We randomly assigned patients with completely resected pathological stage I adenocarcinoma of the lung to receive either oral uracil–tegafur (250 mg of tegafur per square meter of body-surface area per day) for two years or no treatment. Randomization was performed with stratification according to the pathological tumor category (T1 vs. T2), sex, and age. The primary end point was overall survival.

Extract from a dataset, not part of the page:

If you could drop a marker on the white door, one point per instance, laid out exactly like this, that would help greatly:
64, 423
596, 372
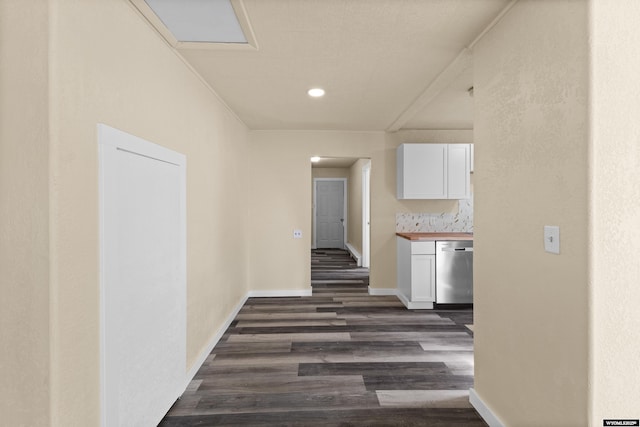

From January 1994 through March 1997, 999 patients were enrolled. Twenty patients were found to be ineligible and were excluded from the analysis after randomization; 491 patients were assigned to receive uracil–tegafur and 488 were assigned to observation. The median duration of follow-up for surviving patients was 73 months. The difference in overall survival between the two groups was statistically significant in favor of the uracil–tegafur group (P=0.04 by a stratified log-rank test). Grade 3 toxic effects occurred in 10 of the 482 patients (2 percent) who actually received uracil–tegafur.

Adjuvant chemotherapy with uracil–tegafur improves survival among patients with completely resected pathological stage I adenocarcinoma of the lung.